Heritage Snapshot: Part 209
By Richard Schaefer
Community Writer
05/12/2016 at 09:22 AM
Community Writer
05/12/2016 at 09:22 AM
Edwin H. Krick, M.D., was born August 13, 1935, at the Washington Sanitarium and Hospital, in Takoma Park, Maryland. His uncle, Roy Parsons, Sr., M.D. (a well-known missionary to Africa), and his mother (a minister’s wife and nurse who taught classes in prevention), inspired his interest in becoming a missionary physician.
Following graduation from Adelphian Academy, a boarding school in Holly, Michigan, Ed attended Atlantic Union College in South Lancaster, Massachusetts, for four years. He started studying medicine at the Loma Linda College of Medical Evangelists in 1957.
For three summers, to earn his tuition during medical school, he sold Uncle Arthur’s Bedtime Stories and Bible Story sets door-to-door. He graduated as president of his senior class in 1961, just as the College of Medical Evangelists (CME) became Loma Linda University. The institution gave his class the option of having a diploma from the College of Medical Evangelists or Loma Linda University. Most chose to get both.
Dr. Krick and many of his classmates chose to take one year of internship and start practicing family medicine. Following a year of internship at the White Memorial Hospital, Ed became a missionary to Japan. He studied Japanese for a full year in 1962 and passed the Japanese boards in 1963. Altogether he spent 8 years in Japan, practicing prevention as much as possible, including a successful series of the Five Day Plan to Stop Smoking.
Dr. Krick returned to Loma Linda in 1970 with a desire to know more about prevention. He earned a master’s degree in public health in 1971, and completed a residency in Internal Medicine in 1973.
In 1976, he completed additional studies in rheumatology and immunology at Scripps Clinic and Research Foundation in La Jolla, California, and has been affiliated with Loma Linda University ever since. Most of that time he has directed the University’s Rheumatology Fellowship Program.
In 1980, he became an Associate Professor of Internal Medicine. Because of his interest and education in prevention, and because of his experience practicing and teaching preventive medicine to student physicians, he became dean of the Loma Linda University School of Public Health from 1986 to 1990.
In his semi-retirement, Dr. Krick’s current interest is in continuing to promote a healthy lifestyle and encouraging the use of as little medicine as possible.
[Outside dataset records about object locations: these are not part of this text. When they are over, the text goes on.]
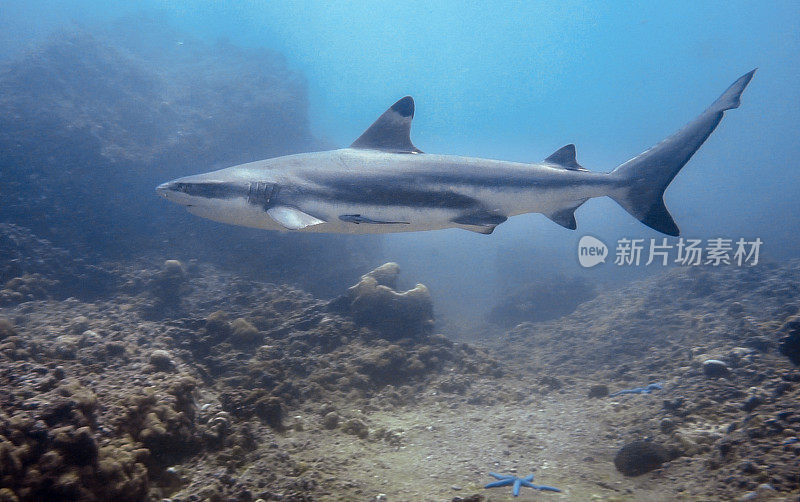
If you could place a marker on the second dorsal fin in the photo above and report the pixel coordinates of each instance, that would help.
(564, 157)
(392, 131)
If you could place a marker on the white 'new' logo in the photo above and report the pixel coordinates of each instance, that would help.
(591, 251)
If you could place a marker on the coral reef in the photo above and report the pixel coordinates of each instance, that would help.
(374, 302)
(541, 300)
(95, 120)
(640, 457)
(34, 269)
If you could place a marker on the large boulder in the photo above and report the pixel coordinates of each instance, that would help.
(375, 302)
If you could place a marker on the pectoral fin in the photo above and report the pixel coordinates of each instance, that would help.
(292, 218)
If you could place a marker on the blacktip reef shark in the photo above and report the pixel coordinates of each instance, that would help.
(382, 183)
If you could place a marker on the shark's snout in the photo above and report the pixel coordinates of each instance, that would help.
(164, 189)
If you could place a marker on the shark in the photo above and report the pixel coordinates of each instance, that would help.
(382, 183)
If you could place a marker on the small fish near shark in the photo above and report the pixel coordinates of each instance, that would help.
(382, 183)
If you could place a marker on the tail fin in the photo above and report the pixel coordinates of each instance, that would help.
(644, 178)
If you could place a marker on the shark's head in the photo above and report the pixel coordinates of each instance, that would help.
(221, 196)
(201, 192)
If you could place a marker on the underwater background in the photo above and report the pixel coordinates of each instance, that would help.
(258, 347)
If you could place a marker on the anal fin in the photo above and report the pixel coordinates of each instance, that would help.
(482, 222)
(292, 218)
(485, 229)
(566, 216)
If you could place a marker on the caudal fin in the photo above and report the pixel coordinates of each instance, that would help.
(643, 179)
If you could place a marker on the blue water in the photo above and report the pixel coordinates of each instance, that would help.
(516, 81)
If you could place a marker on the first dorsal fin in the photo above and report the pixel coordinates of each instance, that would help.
(564, 157)
(392, 131)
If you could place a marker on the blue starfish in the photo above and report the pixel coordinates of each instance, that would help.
(638, 390)
(505, 480)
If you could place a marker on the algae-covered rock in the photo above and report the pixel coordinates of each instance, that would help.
(244, 333)
(639, 457)
(790, 343)
(375, 303)
(6, 328)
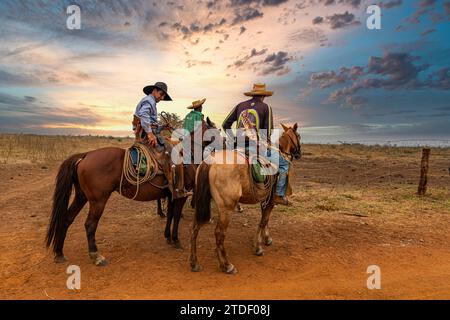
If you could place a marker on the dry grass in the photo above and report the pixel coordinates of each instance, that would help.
(23, 149)
(353, 180)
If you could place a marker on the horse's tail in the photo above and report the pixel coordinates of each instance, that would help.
(202, 194)
(66, 178)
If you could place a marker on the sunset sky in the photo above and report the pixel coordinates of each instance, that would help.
(330, 73)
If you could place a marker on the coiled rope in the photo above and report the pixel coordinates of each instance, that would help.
(131, 173)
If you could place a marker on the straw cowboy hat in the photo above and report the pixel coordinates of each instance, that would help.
(159, 85)
(197, 104)
(259, 89)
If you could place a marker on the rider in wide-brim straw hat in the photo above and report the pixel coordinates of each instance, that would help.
(256, 115)
(195, 117)
(259, 89)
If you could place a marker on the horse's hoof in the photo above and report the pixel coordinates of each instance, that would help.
(196, 268)
(231, 269)
(259, 252)
(177, 245)
(60, 259)
(101, 262)
(268, 241)
(98, 259)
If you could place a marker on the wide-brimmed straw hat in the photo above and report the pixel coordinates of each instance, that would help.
(197, 104)
(159, 85)
(259, 89)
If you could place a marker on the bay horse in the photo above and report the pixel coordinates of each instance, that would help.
(94, 176)
(228, 183)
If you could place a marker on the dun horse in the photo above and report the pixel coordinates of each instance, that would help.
(94, 176)
(227, 184)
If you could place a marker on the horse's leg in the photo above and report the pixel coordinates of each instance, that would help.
(221, 228)
(77, 204)
(262, 234)
(195, 267)
(177, 213)
(169, 218)
(95, 212)
(160, 211)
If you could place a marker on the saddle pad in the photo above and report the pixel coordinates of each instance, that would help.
(135, 155)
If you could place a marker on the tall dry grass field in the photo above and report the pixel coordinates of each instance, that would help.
(25, 148)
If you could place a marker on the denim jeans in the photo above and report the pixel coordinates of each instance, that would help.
(283, 167)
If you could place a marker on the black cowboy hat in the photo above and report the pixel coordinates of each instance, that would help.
(159, 85)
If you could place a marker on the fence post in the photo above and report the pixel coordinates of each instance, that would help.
(424, 172)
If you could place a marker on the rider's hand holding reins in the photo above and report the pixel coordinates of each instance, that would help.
(152, 139)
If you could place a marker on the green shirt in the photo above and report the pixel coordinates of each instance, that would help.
(190, 120)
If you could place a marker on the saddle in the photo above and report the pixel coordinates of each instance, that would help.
(259, 166)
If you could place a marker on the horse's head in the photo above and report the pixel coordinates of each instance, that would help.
(290, 141)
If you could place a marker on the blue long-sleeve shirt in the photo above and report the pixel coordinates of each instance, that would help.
(147, 112)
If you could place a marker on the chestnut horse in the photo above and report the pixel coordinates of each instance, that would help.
(229, 183)
(94, 176)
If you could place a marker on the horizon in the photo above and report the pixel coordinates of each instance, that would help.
(336, 78)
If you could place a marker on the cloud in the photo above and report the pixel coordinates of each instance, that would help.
(28, 112)
(352, 3)
(253, 53)
(341, 20)
(391, 4)
(277, 64)
(245, 14)
(392, 71)
(427, 32)
(309, 35)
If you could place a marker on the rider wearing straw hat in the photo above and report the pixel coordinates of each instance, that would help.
(256, 115)
(195, 117)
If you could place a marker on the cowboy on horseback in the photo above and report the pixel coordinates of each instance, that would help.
(148, 130)
(256, 115)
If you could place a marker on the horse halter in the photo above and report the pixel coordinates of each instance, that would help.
(297, 151)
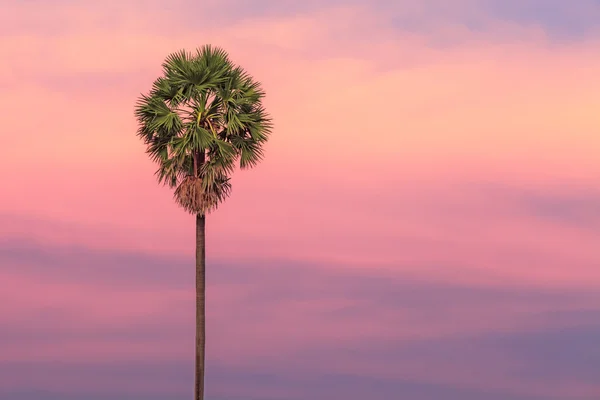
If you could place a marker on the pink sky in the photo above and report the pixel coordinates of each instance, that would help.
(427, 215)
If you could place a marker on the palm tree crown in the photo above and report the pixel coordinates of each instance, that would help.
(202, 117)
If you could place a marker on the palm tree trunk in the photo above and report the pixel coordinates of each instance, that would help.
(200, 306)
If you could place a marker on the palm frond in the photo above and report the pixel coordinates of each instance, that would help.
(203, 116)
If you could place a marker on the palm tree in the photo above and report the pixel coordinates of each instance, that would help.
(201, 118)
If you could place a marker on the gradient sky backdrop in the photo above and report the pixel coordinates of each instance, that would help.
(425, 226)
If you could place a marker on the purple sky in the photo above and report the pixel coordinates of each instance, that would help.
(425, 225)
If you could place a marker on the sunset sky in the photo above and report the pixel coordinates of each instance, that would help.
(425, 225)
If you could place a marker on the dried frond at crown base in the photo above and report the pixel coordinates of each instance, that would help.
(195, 199)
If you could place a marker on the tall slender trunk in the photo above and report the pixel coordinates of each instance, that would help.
(200, 306)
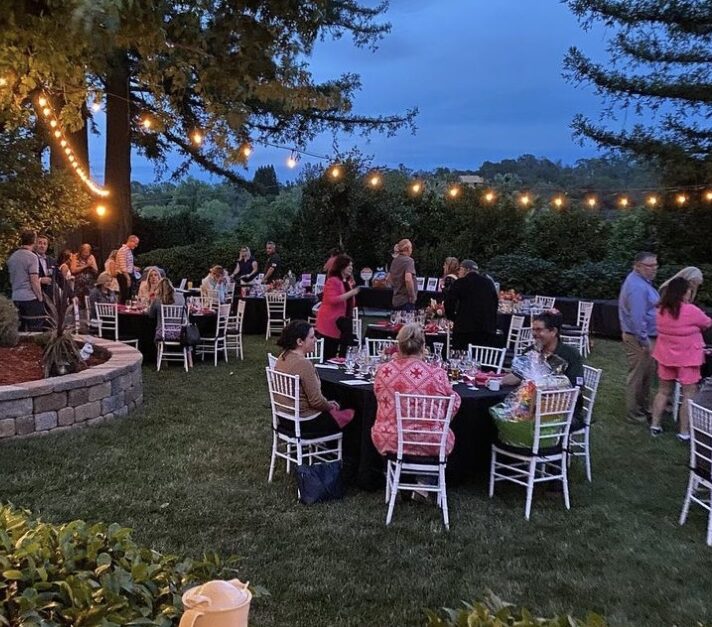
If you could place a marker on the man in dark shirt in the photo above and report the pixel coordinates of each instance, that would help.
(273, 268)
(471, 303)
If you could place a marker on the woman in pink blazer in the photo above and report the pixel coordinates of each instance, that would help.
(333, 320)
(679, 351)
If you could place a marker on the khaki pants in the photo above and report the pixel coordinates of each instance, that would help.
(641, 368)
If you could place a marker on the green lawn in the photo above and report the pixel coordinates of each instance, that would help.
(189, 473)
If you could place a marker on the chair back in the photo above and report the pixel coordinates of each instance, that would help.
(487, 356)
(591, 379)
(172, 319)
(376, 346)
(423, 422)
(515, 327)
(276, 305)
(583, 318)
(318, 355)
(700, 441)
(544, 302)
(108, 316)
(552, 420)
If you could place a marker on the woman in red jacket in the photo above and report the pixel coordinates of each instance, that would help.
(679, 351)
(333, 320)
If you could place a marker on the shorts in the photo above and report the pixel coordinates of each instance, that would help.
(686, 375)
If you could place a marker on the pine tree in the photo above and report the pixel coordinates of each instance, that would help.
(660, 65)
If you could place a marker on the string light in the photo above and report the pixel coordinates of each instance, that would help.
(43, 102)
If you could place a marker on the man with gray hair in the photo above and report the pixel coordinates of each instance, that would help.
(636, 311)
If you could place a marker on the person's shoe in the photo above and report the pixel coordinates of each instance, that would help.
(637, 420)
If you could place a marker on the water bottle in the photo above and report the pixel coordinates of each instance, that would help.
(86, 351)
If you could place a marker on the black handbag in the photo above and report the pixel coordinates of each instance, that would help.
(190, 335)
(320, 482)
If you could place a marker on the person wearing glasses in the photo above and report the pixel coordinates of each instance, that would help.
(637, 304)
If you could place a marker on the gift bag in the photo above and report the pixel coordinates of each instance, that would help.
(320, 482)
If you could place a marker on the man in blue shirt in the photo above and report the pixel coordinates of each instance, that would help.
(636, 312)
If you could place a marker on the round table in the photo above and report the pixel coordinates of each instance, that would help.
(473, 427)
(139, 325)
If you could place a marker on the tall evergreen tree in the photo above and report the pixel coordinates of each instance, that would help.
(660, 63)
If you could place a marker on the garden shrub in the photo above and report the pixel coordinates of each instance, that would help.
(91, 574)
(9, 322)
(524, 273)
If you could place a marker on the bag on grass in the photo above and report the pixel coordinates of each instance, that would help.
(320, 482)
(190, 335)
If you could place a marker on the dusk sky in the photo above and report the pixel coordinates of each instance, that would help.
(486, 77)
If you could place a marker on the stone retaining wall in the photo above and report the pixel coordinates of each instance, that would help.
(102, 392)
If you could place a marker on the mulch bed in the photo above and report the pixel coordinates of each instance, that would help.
(23, 362)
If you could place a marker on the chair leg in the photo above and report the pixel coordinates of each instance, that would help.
(394, 493)
(530, 489)
(691, 484)
(492, 464)
(274, 457)
(565, 482)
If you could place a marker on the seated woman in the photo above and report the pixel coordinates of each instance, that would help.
(101, 292)
(562, 359)
(296, 341)
(407, 373)
(147, 288)
(215, 283)
(679, 351)
(334, 318)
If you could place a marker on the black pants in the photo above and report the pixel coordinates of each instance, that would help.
(32, 315)
(124, 287)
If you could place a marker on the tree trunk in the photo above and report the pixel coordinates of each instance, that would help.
(116, 225)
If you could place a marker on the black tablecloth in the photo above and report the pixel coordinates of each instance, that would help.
(255, 321)
(382, 298)
(143, 328)
(473, 427)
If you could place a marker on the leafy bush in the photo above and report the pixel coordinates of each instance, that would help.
(9, 322)
(90, 574)
(523, 273)
(493, 612)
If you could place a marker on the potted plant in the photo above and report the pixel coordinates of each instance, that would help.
(60, 355)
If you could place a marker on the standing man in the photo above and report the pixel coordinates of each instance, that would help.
(273, 268)
(471, 303)
(46, 264)
(402, 277)
(23, 266)
(125, 268)
(636, 312)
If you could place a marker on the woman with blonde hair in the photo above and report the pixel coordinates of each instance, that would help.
(692, 275)
(407, 373)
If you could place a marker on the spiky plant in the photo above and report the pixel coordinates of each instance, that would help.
(61, 348)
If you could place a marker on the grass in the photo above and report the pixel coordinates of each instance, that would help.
(189, 474)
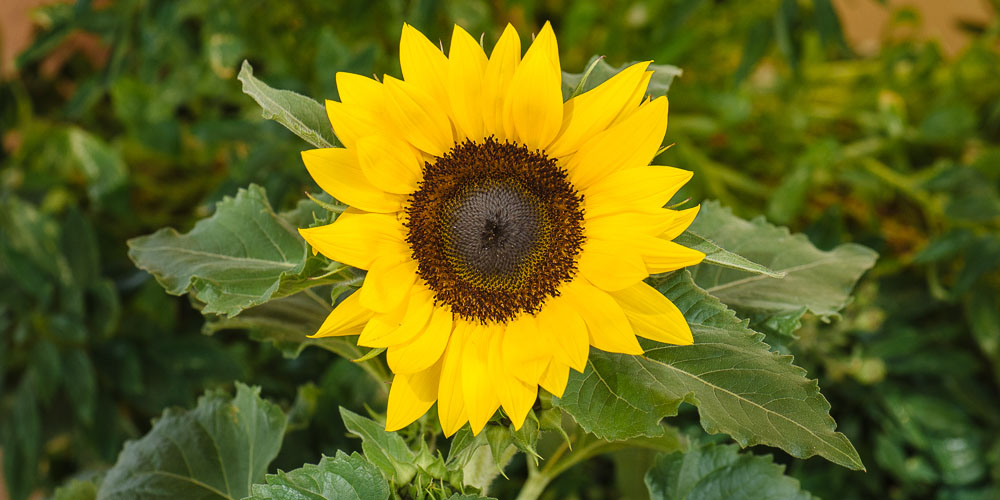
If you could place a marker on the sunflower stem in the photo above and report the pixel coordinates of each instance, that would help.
(535, 485)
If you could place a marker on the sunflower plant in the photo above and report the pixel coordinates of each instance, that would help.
(497, 248)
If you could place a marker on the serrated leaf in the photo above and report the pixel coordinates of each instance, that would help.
(598, 71)
(215, 451)
(286, 323)
(387, 450)
(347, 477)
(301, 115)
(720, 472)
(738, 385)
(463, 445)
(820, 280)
(714, 254)
(243, 255)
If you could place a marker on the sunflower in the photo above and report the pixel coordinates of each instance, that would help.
(504, 231)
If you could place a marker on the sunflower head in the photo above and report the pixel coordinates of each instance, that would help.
(504, 231)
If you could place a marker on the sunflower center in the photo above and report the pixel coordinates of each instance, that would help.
(495, 230)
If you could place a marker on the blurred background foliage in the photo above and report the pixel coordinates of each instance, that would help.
(126, 116)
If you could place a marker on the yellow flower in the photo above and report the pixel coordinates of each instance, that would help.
(504, 231)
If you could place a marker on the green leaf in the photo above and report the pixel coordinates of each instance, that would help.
(340, 477)
(305, 117)
(215, 451)
(738, 385)
(463, 446)
(80, 380)
(286, 323)
(820, 280)
(599, 71)
(101, 165)
(720, 472)
(387, 450)
(714, 254)
(242, 256)
(76, 490)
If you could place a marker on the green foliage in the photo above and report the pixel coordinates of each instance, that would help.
(896, 151)
(820, 281)
(340, 477)
(215, 451)
(298, 113)
(242, 256)
(599, 71)
(739, 387)
(719, 472)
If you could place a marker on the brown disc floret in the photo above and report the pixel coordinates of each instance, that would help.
(495, 229)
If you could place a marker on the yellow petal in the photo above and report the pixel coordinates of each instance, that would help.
(682, 220)
(653, 316)
(555, 377)
(562, 324)
(631, 143)
(525, 351)
(381, 325)
(591, 112)
(451, 401)
(410, 396)
(419, 307)
(358, 90)
(387, 282)
(466, 69)
(359, 239)
(534, 102)
(425, 348)
(504, 60)
(345, 318)
(481, 399)
(423, 64)
(611, 265)
(640, 188)
(389, 164)
(515, 396)
(351, 122)
(607, 325)
(626, 225)
(418, 118)
(337, 171)
(662, 256)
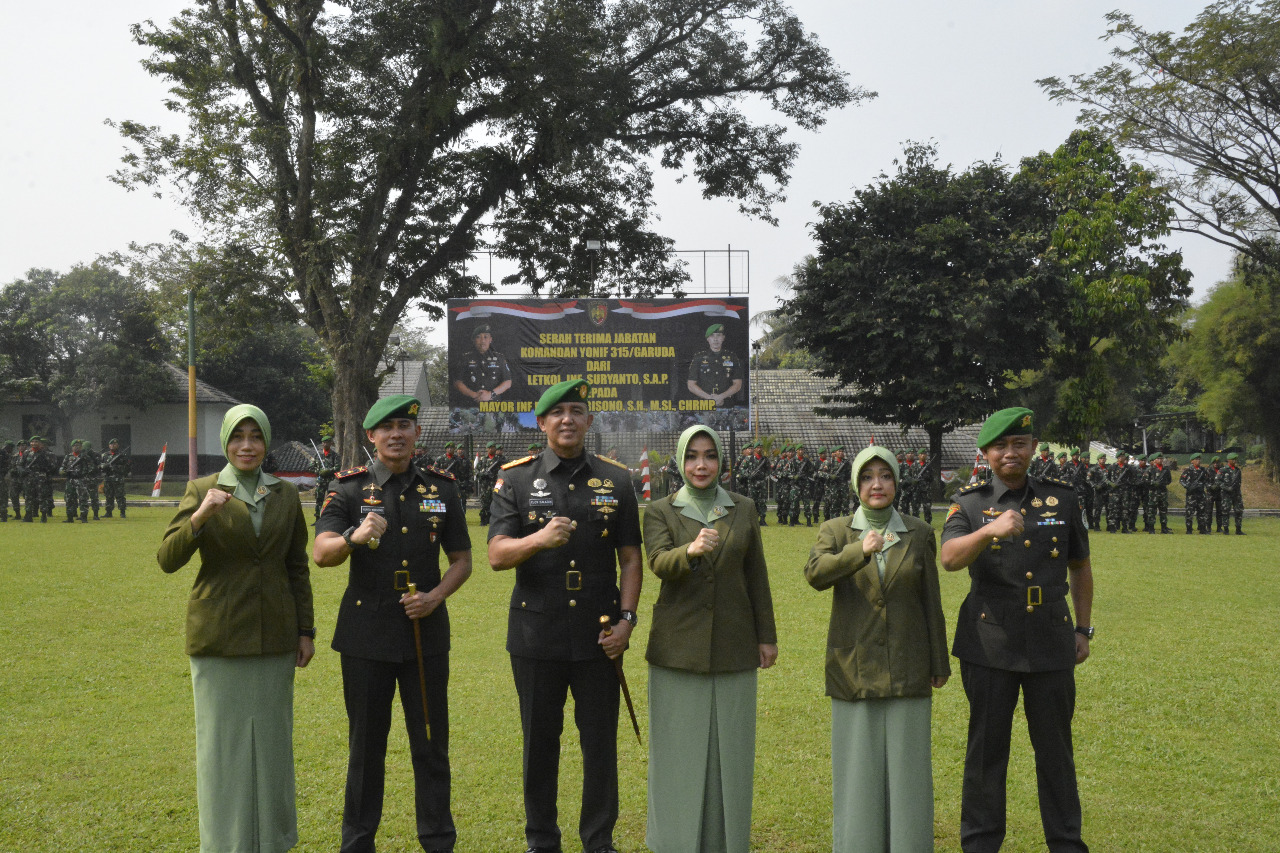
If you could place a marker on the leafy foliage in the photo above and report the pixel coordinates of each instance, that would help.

He says that billions of dollars are spent each year on products that probably have little or no benefit whatsoever. His greatest career reward was being able to learn about prevention and sharing his knowledge with individual patients as well as with groups.
He and his wife, Beverly, co-hosted 100 episodes of “Healthy, Wealthy, and Wise,” a TV program on the Loma Linda Broadcasting Network. It encourages lifestyle habits that promote longevity; a lacto-ovo vegetarian diet (especially emphasizing fruits and vegetables), good exercise, faith, and trust. “All those things are dear to my heart and part of the Adventist heritage.” When his patients express gratitude for improved health, he likes to tell them that he can’t take the credit, that God does the healing, we do the cooperating.